Ufak bir tebessümdü aradığım o hiç değişmeyen simanızda. Belki bir gün gülüş olursunuz diye bekledim hep.
Sizde gamze bulunur mu?
Hiç güldünüz mü siz?
Bir deneyin bakalım neler olacak? Belki de yaşınızın çok ötelerinden yaşamınıza damlayan o iki sert dudak kıvrımınız ışık hızıyla yaşınıza dönüşür.
Çilekli pasta sever misiniz?
Bir ara yüz çizgilerinizi sayarak ulaşayım istedim yaşınıza. Olacak gibi değildi, belki yirmi, belki yirmi beş çizgi vardı yüzünüzde, her biri iki seneden hesaplansa… Olacak gibi değildi. Öğrenciydiniz biliyordum.

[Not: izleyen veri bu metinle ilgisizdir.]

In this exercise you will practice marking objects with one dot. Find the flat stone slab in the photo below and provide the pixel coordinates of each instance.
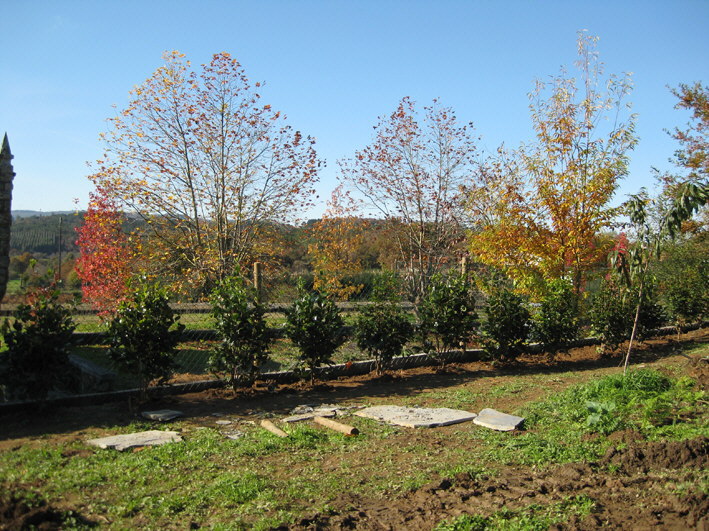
(416, 417)
(310, 416)
(163, 415)
(134, 440)
(495, 420)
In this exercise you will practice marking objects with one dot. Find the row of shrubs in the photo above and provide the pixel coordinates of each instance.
(144, 332)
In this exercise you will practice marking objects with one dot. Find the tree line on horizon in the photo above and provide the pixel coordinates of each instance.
(215, 176)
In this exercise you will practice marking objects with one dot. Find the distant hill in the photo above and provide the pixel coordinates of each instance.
(31, 213)
(38, 232)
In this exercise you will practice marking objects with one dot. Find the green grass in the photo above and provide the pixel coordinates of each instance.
(533, 517)
(558, 427)
(260, 481)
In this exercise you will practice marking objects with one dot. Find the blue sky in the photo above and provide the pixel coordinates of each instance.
(333, 67)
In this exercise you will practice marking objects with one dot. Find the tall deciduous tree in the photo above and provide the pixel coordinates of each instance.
(104, 264)
(694, 153)
(197, 155)
(538, 210)
(336, 239)
(411, 175)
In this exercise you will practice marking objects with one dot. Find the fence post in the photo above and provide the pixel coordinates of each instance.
(258, 281)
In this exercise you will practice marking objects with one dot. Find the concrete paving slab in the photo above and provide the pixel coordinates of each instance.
(496, 420)
(134, 440)
(163, 415)
(416, 417)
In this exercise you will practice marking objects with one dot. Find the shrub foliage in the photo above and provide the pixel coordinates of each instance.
(144, 333)
(506, 329)
(38, 340)
(239, 321)
(315, 327)
(383, 328)
(447, 312)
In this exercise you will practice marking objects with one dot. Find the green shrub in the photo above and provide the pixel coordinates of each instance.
(683, 281)
(557, 321)
(505, 331)
(447, 312)
(239, 321)
(642, 399)
(38, 339)
(383, 328)
(613, 309)
(315, 327)
(610, 314)
(141, 335)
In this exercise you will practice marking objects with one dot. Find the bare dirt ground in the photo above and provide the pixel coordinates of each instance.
(633, 497)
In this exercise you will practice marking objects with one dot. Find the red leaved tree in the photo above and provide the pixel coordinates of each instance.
(104, 264)
(208, 166)
(411, 174)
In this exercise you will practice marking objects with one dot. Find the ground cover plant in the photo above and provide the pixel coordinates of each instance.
(586, 428)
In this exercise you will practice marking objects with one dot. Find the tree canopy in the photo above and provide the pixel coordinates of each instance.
(197, 155)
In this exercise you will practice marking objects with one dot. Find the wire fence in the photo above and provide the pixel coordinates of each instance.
(96, 371)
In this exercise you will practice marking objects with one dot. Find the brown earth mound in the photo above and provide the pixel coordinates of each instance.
(625, 499)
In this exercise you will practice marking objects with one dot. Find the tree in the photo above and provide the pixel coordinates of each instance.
(537, 211)
(207, 165)
(411, 175)
(104, 264)
(336, 238)
(634, 265)
(694, 153)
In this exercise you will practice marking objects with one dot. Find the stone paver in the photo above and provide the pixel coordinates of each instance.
(417, 417)
(134, 440)
(163, 415)
(311, 415)
(496, 420)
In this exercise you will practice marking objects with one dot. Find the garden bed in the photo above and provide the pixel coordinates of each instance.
(384, 478)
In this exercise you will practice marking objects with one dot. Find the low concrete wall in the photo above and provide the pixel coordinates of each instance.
(322, 373)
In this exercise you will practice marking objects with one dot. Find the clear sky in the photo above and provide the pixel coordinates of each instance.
(333, 67)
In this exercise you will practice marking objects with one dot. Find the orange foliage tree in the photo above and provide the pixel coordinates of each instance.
(537, 211)
(104, 263)
(335, 242)
(207, 165)
(411, 175)
(694, 153)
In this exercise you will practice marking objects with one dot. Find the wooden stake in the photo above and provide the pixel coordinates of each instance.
(342, 428)
(270, 426)
(258, 281)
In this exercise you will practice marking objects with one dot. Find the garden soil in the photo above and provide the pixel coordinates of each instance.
(632, 497)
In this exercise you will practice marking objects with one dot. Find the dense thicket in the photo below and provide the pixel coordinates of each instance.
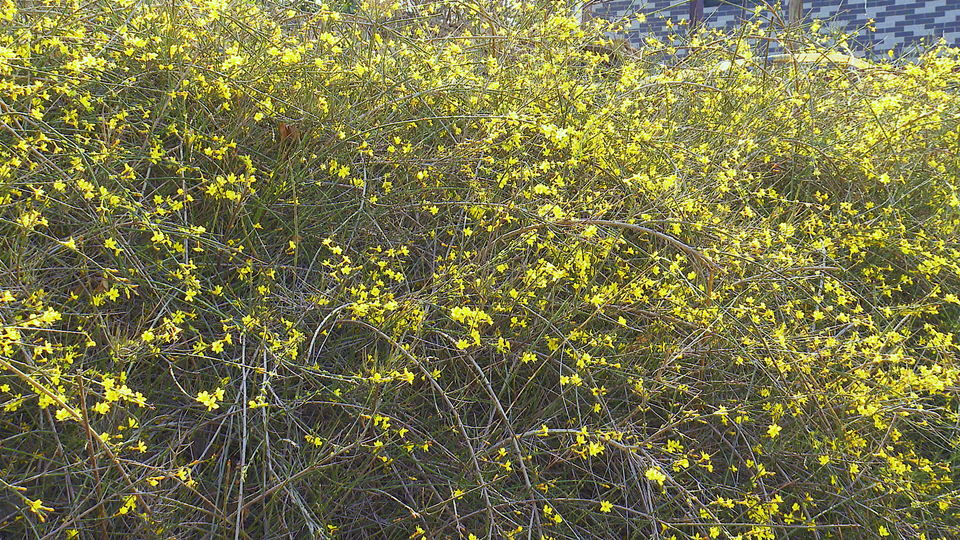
(469, 271)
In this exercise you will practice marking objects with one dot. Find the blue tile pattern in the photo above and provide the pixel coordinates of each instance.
(901, 25)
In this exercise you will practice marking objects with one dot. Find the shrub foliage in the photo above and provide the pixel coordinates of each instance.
(468, 271)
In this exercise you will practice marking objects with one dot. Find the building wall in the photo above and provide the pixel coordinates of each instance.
(900, 24)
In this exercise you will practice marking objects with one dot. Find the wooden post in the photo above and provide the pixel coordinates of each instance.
(794, 12)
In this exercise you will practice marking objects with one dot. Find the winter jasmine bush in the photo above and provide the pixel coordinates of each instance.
(464, 270)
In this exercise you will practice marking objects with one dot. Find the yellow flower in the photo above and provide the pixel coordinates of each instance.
(655, 474)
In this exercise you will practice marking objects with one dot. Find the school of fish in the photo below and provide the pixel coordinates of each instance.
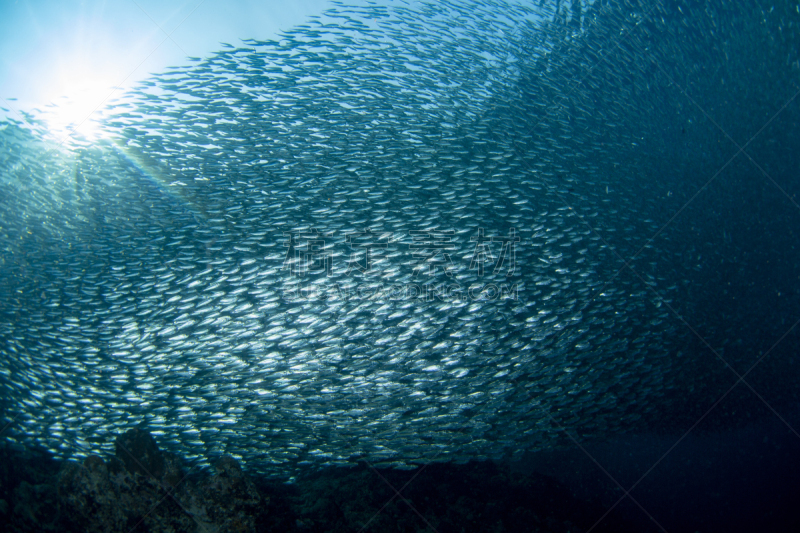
(397, 232)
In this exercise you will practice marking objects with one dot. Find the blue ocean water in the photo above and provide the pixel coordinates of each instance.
(561, 236)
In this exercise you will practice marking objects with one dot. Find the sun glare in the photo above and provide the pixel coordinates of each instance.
(78, 112)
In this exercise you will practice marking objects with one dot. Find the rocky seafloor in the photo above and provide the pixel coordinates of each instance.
(142, 488)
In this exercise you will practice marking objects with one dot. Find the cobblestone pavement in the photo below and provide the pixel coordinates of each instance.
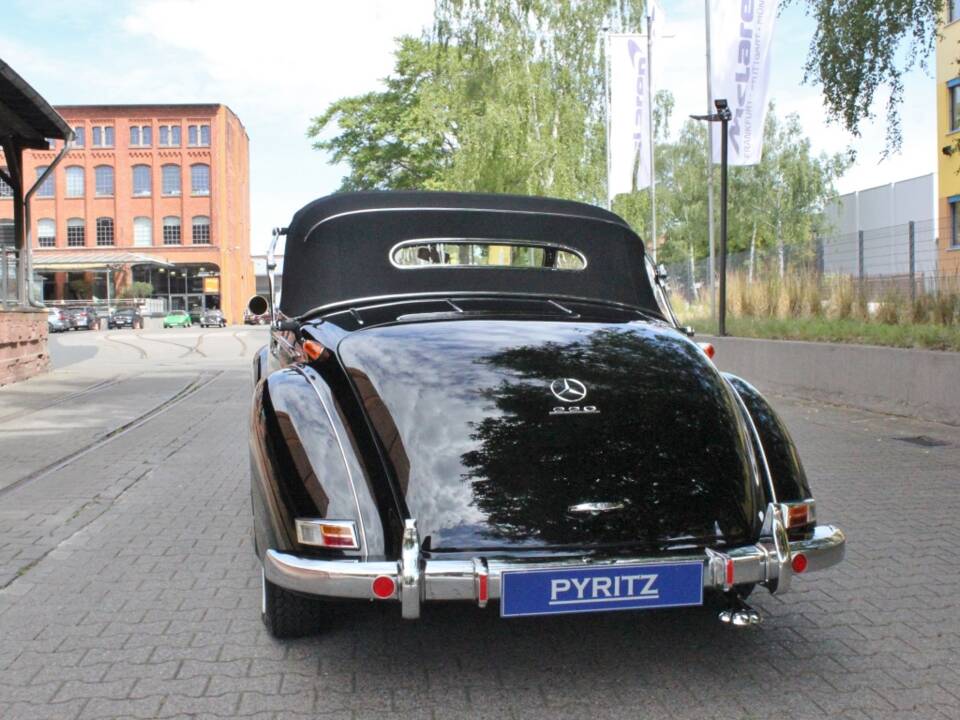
(148, 607)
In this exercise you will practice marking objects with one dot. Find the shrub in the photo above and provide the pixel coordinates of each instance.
(890, 303)
(945, 306)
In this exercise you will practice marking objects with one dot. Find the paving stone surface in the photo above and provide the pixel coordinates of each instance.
(148, 605)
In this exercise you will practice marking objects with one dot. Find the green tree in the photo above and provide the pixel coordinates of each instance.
(862, 46)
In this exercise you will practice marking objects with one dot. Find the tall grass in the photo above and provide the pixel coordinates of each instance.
(837, 307)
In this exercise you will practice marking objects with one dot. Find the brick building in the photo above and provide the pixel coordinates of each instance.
(148, 193)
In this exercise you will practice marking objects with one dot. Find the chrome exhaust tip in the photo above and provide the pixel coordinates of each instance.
(739, 614)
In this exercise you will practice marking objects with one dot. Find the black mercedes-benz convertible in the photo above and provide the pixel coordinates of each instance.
(484, 398)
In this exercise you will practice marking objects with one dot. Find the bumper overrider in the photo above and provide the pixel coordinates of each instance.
(413, 580)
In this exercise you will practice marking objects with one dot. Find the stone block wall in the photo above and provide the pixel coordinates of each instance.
(23, 344)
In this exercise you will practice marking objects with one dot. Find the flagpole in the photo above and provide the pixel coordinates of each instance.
(606, 108)
(713, 294)
(653, 145)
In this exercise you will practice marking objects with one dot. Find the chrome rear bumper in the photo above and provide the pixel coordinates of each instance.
(769, 563)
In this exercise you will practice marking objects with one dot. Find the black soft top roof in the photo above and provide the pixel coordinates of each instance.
(338, 248)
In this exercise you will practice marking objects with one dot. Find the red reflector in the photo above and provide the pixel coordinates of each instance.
(384, 587)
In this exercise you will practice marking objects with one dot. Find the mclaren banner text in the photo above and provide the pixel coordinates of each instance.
(742, 35)
(628, 144)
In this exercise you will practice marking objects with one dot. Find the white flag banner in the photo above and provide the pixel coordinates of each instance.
(628, 144)
(742, 34)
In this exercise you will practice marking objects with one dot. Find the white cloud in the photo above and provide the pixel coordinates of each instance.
(277, 70)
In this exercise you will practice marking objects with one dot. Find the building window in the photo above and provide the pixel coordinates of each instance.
(170, 136)
(76, 233)
(954, 107)
(46, 232)
(171, 179)
(103, 180)
(198, 135)
(45, 190)
(141, 135)
(103, 136)
(200, 179)
(5, 189)
(201, 230)
(74, 181)
(954, 225)
(171, 230)
(142, 180)
(104, 231)
(142, 232)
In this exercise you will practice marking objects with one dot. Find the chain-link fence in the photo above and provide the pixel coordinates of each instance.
(898, 271)
(905, 258)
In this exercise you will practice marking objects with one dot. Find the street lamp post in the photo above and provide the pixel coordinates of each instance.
(722, 116)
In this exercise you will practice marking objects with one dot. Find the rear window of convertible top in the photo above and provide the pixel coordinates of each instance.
(479, 253)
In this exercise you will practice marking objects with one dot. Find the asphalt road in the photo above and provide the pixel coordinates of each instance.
(130, 588)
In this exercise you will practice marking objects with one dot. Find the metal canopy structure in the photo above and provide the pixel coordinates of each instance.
(100, 260)
(27, 122)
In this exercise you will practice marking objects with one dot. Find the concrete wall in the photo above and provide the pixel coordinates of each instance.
(23, 344)
(882, 213)
(917, 383)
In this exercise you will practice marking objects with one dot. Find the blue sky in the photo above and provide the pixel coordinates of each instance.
(279, 64)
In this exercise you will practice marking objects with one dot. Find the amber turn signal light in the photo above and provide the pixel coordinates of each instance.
(315, 351)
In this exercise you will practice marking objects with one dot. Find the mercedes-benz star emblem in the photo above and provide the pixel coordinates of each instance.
(568, 390)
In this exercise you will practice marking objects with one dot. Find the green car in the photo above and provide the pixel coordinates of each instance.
(177, 318)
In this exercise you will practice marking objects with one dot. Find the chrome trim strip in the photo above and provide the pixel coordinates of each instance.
(649, 315)
(433, 580)
(346, 463)
(365, 211)
(486, 241)
(410, 585)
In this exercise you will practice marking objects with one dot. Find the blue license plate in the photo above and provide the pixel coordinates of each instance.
(601, 589)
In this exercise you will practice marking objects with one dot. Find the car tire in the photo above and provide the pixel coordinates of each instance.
(288, 615)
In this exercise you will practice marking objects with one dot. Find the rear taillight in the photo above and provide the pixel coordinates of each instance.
(339, 534)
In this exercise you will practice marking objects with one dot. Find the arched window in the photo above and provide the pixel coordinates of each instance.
(199, 179)
(74, 181)
(103, 180)
(46, 232)
(76, 232)
(171, 230)
(45, 190)
(142, 181)
(104, 231)
(142, 232)
(201, 230)
(171, 179)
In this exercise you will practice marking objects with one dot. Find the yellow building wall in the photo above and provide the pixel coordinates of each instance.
(948, 52)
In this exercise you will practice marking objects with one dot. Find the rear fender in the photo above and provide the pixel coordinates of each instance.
(787, 474)
(303, 465)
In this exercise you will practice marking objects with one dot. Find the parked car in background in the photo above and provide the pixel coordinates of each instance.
(82, 318)
(56, 320)
(212, 318)
(126, 318)
(250, 318)
(177, 318)
(503, 409)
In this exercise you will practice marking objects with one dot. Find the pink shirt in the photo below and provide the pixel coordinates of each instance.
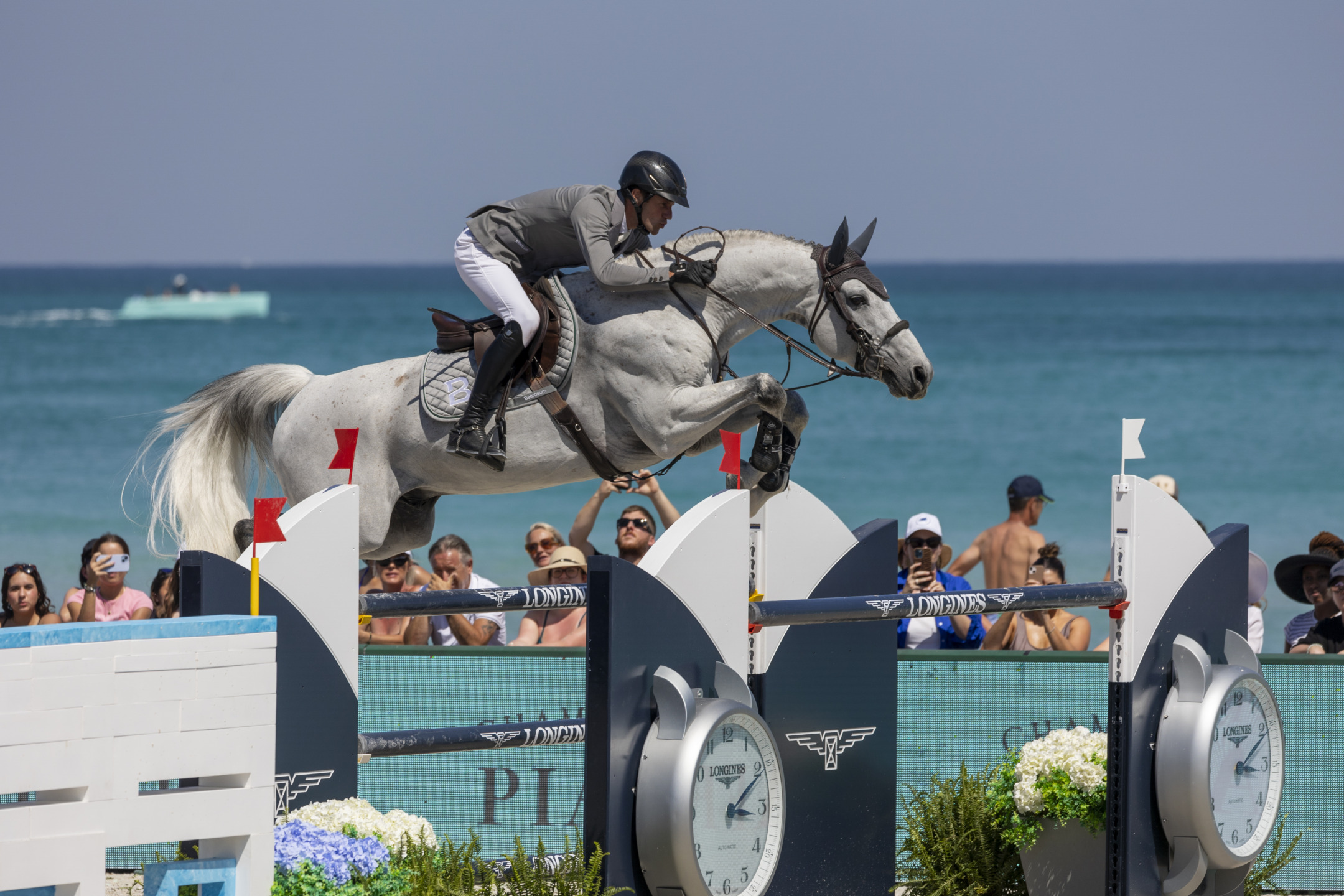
(119, 610)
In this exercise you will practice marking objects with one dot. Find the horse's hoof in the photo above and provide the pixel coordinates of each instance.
(495, 462)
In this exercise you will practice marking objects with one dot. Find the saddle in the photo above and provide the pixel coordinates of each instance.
(460, 335)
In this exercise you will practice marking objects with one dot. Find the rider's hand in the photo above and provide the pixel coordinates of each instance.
(97, 566)
(648, 485)
(920, 582)
(701, 273)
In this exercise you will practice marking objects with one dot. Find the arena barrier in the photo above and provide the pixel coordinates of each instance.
(91, 712)
(684, 609)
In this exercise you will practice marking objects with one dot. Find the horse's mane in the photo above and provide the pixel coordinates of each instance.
(709, 241)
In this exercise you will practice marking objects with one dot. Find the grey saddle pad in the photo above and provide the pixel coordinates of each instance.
(447, 379)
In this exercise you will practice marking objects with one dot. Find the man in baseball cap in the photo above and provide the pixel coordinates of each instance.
(1010, 547)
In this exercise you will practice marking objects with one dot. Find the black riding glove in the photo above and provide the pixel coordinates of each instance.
(694, 272)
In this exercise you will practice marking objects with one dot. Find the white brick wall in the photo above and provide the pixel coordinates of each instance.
(84, 723)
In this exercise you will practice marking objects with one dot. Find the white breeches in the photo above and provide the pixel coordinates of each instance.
(495, 284)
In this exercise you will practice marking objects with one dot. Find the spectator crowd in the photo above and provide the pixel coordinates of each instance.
(1012, 553)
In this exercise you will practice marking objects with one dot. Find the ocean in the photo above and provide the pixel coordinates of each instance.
(1237, 368)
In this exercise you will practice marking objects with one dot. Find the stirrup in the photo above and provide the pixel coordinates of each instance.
(767, 454)
(778, 477)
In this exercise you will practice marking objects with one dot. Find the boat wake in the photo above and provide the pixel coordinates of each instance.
(58, 316)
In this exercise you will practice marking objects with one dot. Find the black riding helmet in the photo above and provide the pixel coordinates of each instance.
(653, 172)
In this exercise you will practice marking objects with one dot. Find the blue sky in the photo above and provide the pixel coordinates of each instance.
(345, 132)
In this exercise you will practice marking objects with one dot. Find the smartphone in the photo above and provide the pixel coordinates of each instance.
(120, 563)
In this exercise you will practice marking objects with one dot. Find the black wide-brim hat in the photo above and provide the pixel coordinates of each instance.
(1288, 574)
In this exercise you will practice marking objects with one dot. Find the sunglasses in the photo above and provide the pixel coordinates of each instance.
(544, 544)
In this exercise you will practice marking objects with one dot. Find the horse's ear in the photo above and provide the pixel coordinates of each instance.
(839, 245)
(861, 245)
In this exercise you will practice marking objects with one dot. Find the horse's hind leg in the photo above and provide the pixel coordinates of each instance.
(410, 526)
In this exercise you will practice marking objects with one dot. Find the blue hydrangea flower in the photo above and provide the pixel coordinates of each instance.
(334, 853)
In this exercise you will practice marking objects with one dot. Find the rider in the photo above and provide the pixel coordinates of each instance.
(535, 235)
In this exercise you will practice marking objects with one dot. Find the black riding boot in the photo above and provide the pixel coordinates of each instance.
(468, 437)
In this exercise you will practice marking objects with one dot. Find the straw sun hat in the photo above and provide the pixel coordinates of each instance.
(564, 556)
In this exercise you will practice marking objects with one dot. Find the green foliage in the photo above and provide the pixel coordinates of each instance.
(1062, 798)
(452, 869)
(953, 846)
(1271, 861)
(569, 877)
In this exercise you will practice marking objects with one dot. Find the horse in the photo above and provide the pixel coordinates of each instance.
(643, 383)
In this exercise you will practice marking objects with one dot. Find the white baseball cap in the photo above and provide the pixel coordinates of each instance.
(924, 521)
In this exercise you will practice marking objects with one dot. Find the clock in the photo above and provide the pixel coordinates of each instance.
(1220, 766)
(709, 806)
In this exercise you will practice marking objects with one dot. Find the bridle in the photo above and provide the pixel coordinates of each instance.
(867, 360)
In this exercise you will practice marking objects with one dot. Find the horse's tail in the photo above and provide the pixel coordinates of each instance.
(221, 438)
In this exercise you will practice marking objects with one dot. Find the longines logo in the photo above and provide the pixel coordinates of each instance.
(945, 605)
(727, 774)
(539, 735)
(288, 788)
(500, 738)
(1237, 734)
(886, 606)
(829, 745)
(500, 597)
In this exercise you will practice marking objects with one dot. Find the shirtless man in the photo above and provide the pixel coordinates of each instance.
(562, 628)
(1010, 547)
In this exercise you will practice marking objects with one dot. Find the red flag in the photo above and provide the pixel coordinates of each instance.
(732, 449)
(266, 520)
(345, 460)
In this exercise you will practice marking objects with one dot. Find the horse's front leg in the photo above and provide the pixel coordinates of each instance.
(689, 414)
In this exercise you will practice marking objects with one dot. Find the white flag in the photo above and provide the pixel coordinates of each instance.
(1131, 449)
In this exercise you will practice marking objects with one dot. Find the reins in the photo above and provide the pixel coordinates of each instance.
(867, 348)
(828, 297)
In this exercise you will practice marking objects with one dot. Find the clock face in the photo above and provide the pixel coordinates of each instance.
(1245, 768)
(737, 808)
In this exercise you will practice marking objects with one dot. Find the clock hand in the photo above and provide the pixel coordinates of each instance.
(748, 790)
(1244, 765)
(733, 808)
(1248, 761)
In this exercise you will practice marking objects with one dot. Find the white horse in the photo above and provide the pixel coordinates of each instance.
(643, 386)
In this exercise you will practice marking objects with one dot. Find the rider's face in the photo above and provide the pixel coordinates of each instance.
(658, 212)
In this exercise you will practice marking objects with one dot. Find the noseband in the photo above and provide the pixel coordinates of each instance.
(867, 358)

Tıp fakültesinde okuyordunuz.
Bana anatomi anlatır mısınız?
Bir gün gülüş oluverirsiniz de aman kaçırırım diye; okula gideceğiniz saatte damlıyordum kapıya. Tüm güneş açmışlığımla: “Günaydın!” diyordum da sert bir kafa selamıyla ezip geçiyordunuz tüm günü. Niçin bu denli çok uğraşıyordum sizinle? Evet, bilmediğim bir de bu vardı. Bugün size ellerimle bir çilekli pasta yapmışım ki sormayın. Sormazsınız zaten. Dudaklarınızın arasında iletişim kurmamızı sağlayacak bir şey var mı? Onu geçiniz, gözleriniz desem, hiç bakmıyorsunuz ki gözlerime.
Şimdi kapınızı çalacağım ve pastanızı uzatacağım.
Muhtemelen ders çalışıyorsunuz. Ne de iyi gelecek.
Hiç aşk beslediniz mi?
(Ne çabuk büyüyorlar bir bilseniz.)
İyi ki ben seviyorum çilekli pastayı. Reddinizden sonra hepsini tek başıma yiyebileceğim ne güzel, yalnız, paylaşımsız…
Beni özlediniz mi?
Kitaplara çok düşkündünüz. Günlerce kitap tavsiye ettim size. Hepsi için okudum dediniz.
Peki sizde “POLLYANA” bulunur mu?
(Yoksa yanınızda o da mı intihar etti gülüşlerinizin ardından. Dayanamadılar değil mi? Ben dayanacağım. Sizse dayanamayıp ısrarıma, güleceksiniz bana bir gün, bekleyeceğim.)
Saklambaç oynayalım mı?
Yıldız araklayalım mı gökten?
Güneş aralayalım mı içinize?
Gülelim mi biraz?
(Sonra dilediğiniz kadar ağlarız.)
Ben yarın taşınıyorum. Ev sahibi burayı aileye verecekmiş. Ev sahibimiz aynı kişi olduğuna göre yakında sizin eviniz için de bir aile bulacaktır. Hazırlıklı olun diye söylüyorum.
Ne dersiniz aile olalım mı?
Çok zor şeymiş taşınmak yüreğinizden. İnanamıyorum, yıllardır kapalı duran pencereniz, taşınışımı izlemek üzere aralanmış. Yılların şaşkınlığı üzerimde gülmeye çalışıyorum size. İnanmıyorum, yıllardır kapalı duran dudaklarınız gülümsüyor evet gülümsüyor, hüzünle de olsa.
Gamzeleriniz de varmış sizin.
Biliyor musunuz, bu tebessüm için taşınmaya değermiş. Gamzelerinizden birini ödünç verir misiniz?
Saçlarımda yıldız tozlarıyla geldiğim gün iade ederim size, eğer isterseniz.